(Ed’s note: This is part II of a two-part series by Colby James West; read part I here.)
After my visualization, I went to the starting gate. I could barely tighten my ski boots, my hands were so cramped up. My tongue was tingling and the right half of my face was numb. The starter announced that I had three minutes until the cameras and judges were ready then I could drop in. I stamped my feet and wiped the snow from the tops of my skis just to keep moving. After the three longest minutes of maybe my life, the starter turned to me again and said, ”Commercial break. Four more minutes.”
“What?! Ugh! Ok, well I’ll be here waiting, when you need me.” I said, sarcastically with a nervous chuckle. She smiled, warmly. It was my third X Games appearance and she had been there every year that I had, with her daughter as a secondary starter. It was definitely somewhat comforting having her there now. Seeing her reminded me that I had been standing at the top of an X Games contest run before and ended up fairing rather well on those occasions.

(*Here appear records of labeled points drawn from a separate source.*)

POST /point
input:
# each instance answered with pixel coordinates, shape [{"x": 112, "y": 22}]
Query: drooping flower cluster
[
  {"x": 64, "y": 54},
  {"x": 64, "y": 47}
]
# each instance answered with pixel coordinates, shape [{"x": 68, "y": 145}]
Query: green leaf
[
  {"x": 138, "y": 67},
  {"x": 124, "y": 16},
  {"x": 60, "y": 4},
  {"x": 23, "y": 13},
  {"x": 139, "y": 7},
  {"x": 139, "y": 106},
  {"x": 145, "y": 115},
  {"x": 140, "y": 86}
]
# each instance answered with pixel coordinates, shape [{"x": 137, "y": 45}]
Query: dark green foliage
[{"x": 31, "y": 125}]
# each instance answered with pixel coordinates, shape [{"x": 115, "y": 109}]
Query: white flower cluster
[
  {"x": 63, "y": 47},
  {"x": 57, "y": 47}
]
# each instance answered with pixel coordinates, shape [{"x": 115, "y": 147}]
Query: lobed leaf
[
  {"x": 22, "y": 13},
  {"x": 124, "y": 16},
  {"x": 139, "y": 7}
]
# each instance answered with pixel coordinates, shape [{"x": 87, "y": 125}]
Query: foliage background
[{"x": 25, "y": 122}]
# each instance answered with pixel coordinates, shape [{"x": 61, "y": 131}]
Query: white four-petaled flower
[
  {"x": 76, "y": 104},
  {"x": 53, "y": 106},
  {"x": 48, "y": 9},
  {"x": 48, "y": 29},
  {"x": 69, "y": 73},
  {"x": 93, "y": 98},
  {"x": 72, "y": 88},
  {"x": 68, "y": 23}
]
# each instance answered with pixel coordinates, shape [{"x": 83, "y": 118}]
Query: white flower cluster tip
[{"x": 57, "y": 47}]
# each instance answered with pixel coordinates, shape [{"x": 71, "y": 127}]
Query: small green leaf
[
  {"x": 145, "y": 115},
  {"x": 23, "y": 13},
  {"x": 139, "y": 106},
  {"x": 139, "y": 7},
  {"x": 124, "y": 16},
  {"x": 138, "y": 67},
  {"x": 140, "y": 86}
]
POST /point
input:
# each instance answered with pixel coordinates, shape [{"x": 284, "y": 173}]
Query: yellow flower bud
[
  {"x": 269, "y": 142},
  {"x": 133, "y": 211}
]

Three more eternal minutes went by and by then I felt quite ready to take my run. It was the very last event of the X Games weekend. The park crew that took care of the jumps was standing next to the first feature of the course, looking almost as anxious as I was to get out of there. The other people at the start, cameramen, and other production assistants, were clearly over the hubbub of the weekend as well. It seemed that I was the only one still thinking about the contest.
When the starter turned to me again and added another three minutes onto my waiting time, I nearly had a stroke again.
“What the hell!?” I said quite loudly. “This sucks!” I concluded, reacting verbally without even thinking. I immediately regretted it. In that instant, I changed the entire vibe of the small group at the starting gate from bored and tired to awkward and tense.
This caused my own nerves to get to me even more. I felt guilty. All eyes were on me and I was now clearly unhappy with waiting. I felt like I’d just punched a puppy in front of everyone, or something. I knew that I had to change it all around. I definitely wasn’t going to be able to ski well if I was in a negative mood and feeling like an enemy. I took a deep breath and tried to remain calm, closing my eyes behind my goggles. My brain started working to find a way to fix the situation, which brought me back to the song I had been humming in the staging tent. It was a perfect way to get everyone’s spirits back up.
I started out just speaking the words softly.
“At first I was afraid, I was petrified. Kept thinking, I could never live without you by my side.”
The starters picked up on my tune and smiled. I continued a little louder so that everyone could hear me. “But then I spent so many nights, just thinking how you did me wrong, and I grew strong. I learned how to get along!”
Then I was singing loud and full, to the best of my ability, which doesn’t say much, but it didn’t matter. The starters joined me softly as I worked my way to the chorus. The park crew were staring, seemingly in shock, but smiling nonetheless. I was pretty sure that no other athletes had sung a song before taking their run, besides maybe Jossi Wells from New Zealand. He doesn’t exactly sing, but prefers to spit inspirational rap lines from his favorite artist, Lil Wayne, before dropping into his contest run.
Right as I was midway through the chorus, the starter said I was to drop in thirty seconds. Cameras where ready. Judges were ready. My relaxed mind was also ready. I stopped singing and went through my run in my head again, then thanked the starters and yelled to the park crew that they had done a great job on the course. They nodded their appreciation.
In one instant, I had changed everyone’s mood to negative, and in the next, they were all rooting for me to do my best. That’s how it felt anyway. Nothing could stop me then. The starter gave me the go ahead and I dropped in, gliding through the course, spinning flipping and grabbing my skis just as I had envisioned. It turned out to be my best run of the day.
I didn’t win, but ended up in third place. Good enough for me. I skied as well as I could and was rewarded with the extreme joy and satisfaction that can only be gotten from standing on a podium on a world stage such as the X Games.